After two years of pandemic-related delays and frustrations, Humphrey Slocombe of San Francisco’s “ice cream for adults” company finally opened its first location this week — and its fifth overall — on the Peninsula.
“It was a relief, to be honest,” said Gina Osumi, CEO of Probation Ribbon Cutting. “Preliminary sales are showing it’s going to be a great store and the neighborhood has welcomed us with open arms.”
What went awry was getting funding for the new store, especially for small businesses affected by the pandemic.
Instead of relying on conventional bank loans, Humphrey Slocombe managed to raise $250,000 from 180 individual investors to issue “small business bonds,” a 35-person San Francisco startup created by SMBX.
In the year In 2020, when Humphrey Slocombe was looking to raise money for a new Redwood City location, banks were turning them away. The lenders they called back offered money, but at exorbitant interest rates.
“Rather than banks, I prefer to borrow from those who believe in our business and are eager to support our business,” Ohsumi said. An additional bonus was that there was no need for personal insurance, a budget trap that can trap bright entrepreneurs in personal bankruptcy or foreclosure.
In the year The passage of the JOBS Act in 2012 opened up the ability for private companies to issue public securities. SMBX was established to provide access to capital without forcing entrepreneurs to give up equity. In the year
“Our vision was to truly build a new public marketplace for small and medium-sized businesses,” said Ben Lozano, CEO and founder of SMBX.
Lozano, who has spent more than 15 years in academia and describes himself as a “recovery finance professor,” is the son of a Southern California certified public accountant and has seen the difficulty of accessing capital for small and medium-sized businesses.

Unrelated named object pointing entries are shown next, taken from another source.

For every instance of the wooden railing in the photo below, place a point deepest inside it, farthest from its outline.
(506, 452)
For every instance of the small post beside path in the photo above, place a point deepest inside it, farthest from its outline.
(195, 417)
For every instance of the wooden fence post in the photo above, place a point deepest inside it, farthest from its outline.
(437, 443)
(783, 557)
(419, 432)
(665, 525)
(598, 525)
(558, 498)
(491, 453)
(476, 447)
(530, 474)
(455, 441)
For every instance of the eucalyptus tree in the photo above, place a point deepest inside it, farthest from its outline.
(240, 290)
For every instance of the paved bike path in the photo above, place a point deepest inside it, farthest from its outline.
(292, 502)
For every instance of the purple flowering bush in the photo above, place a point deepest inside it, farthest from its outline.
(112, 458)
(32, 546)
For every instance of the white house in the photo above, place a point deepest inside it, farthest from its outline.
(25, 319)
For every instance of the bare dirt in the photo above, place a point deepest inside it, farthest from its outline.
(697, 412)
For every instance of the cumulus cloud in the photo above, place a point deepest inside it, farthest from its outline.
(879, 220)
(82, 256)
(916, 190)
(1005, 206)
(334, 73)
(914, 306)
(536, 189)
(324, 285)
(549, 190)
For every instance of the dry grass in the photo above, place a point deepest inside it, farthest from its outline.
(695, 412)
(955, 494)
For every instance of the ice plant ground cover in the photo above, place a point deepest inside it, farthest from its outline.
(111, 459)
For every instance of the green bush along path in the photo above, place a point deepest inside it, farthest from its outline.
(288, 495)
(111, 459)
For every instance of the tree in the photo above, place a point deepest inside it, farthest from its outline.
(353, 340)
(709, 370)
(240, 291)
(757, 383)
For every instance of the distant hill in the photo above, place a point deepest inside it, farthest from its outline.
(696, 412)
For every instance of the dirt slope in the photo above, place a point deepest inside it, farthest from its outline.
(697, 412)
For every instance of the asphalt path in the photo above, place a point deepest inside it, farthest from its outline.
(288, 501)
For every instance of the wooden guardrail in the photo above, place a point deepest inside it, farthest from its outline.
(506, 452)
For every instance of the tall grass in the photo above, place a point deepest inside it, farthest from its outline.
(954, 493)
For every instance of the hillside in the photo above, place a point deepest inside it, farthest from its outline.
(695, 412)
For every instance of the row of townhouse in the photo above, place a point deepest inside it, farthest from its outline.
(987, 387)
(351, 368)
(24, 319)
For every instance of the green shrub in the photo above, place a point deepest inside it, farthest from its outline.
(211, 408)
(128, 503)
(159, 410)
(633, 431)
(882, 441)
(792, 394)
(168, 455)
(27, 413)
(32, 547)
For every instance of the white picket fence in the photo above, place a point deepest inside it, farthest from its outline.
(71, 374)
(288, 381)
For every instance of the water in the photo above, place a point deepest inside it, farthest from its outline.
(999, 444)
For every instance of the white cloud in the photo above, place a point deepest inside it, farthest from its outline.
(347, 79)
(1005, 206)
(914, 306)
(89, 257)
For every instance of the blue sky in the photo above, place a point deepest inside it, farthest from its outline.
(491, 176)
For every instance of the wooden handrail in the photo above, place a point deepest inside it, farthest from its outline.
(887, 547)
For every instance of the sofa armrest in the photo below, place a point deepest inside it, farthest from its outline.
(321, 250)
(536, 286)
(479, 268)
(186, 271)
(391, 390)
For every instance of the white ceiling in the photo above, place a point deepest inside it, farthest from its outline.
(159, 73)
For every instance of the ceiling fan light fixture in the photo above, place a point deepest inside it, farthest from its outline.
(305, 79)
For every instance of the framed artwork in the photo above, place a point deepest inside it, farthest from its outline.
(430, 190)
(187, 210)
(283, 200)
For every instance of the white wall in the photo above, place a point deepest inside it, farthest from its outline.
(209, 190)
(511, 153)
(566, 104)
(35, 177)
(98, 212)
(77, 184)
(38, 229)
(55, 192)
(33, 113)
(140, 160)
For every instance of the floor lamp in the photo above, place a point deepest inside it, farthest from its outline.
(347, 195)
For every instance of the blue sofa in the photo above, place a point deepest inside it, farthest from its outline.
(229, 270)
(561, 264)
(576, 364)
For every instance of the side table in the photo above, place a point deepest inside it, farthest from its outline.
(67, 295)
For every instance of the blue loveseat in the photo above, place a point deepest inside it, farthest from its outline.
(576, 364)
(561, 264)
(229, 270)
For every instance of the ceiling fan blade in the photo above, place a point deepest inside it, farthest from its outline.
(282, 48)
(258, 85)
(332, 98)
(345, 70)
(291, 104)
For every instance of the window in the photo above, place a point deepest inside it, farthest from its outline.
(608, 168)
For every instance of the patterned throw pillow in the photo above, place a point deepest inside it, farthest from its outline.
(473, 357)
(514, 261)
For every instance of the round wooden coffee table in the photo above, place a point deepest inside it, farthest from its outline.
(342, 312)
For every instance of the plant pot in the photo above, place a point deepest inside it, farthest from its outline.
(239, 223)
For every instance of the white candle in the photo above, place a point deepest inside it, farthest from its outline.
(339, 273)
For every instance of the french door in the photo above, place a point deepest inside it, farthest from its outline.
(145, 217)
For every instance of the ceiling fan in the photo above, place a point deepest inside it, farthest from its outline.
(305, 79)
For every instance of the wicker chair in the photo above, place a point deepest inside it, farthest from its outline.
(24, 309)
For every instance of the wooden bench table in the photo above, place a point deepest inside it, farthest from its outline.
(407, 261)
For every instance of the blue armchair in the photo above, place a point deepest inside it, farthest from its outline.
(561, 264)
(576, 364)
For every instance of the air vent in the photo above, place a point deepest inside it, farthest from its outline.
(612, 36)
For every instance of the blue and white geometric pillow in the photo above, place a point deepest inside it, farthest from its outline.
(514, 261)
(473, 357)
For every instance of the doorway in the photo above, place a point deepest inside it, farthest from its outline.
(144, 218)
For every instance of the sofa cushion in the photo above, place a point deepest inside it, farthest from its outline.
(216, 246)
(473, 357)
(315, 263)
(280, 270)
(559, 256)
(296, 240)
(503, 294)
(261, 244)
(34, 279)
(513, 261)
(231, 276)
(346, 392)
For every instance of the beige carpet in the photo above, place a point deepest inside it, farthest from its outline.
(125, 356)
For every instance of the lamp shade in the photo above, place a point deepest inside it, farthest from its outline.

“Historically, small businesses that wanted to issue debt financing had only one option, whereas large corporations like Coca-Cola could issue bonds on the public market.”
Basically, a bond is a type of debt financing that takes out a loan from an investor to an organization – in the case of SMBX, small businesses – that is repaid with interest over a set period of time. In Humphrey Slocombe’s case, the business sold $250,000 in bonds at 8% interest with a five-year maturity.
Here’s how it works: Interested companies work with SMBX, who analyze their financial history and develop a risk profile. The originator then “undertakes additional due diligence checks to ensure, barring delinquency, that they are able to service the debt,” Lozano said.
Then the “bond” offers are available to anyone with a credit card or bank account to purchase. Investors have the ability to invest as little as $10 in a business, although most choose a variety of things: typical investors are business customers, locally minded people looking for a way to support their community, or experienced small business investors. Once the offering closes, the repayment plan begins, with investors guaranteed a certain return over the life of the bond.
SMBX takes an initial fee equal to 4% of the total offering. The startup has raised $15 million from investors including Group 11, Better Ventures and Impact America Fund.
So far, SMBX has not experienced any bond defaults, although Lozano recognizes that it is only a matter of time. Currently, the company is trying to avoid that possibility by carefully vetting the businesses listed on the platform.
What about Humphrey Slocombe? They’ve been busy developing flavors like Vietnamese Iced Coffee and Secret Breakfast (Bourbon+Corn Flakes) for Bay Area customers. But if you’re looking to get back into the hole for more capital, SMBX will be at the top of the list.
“I’m not sure if any loan can be considered fun, but if a loan can be fun, this is it,” Ohsumi said. “They’re getting the same amount of funding, but instead of the money going into a bank black hole, it’s real people getting paid.”
Kevin Truong can be found at [email protected].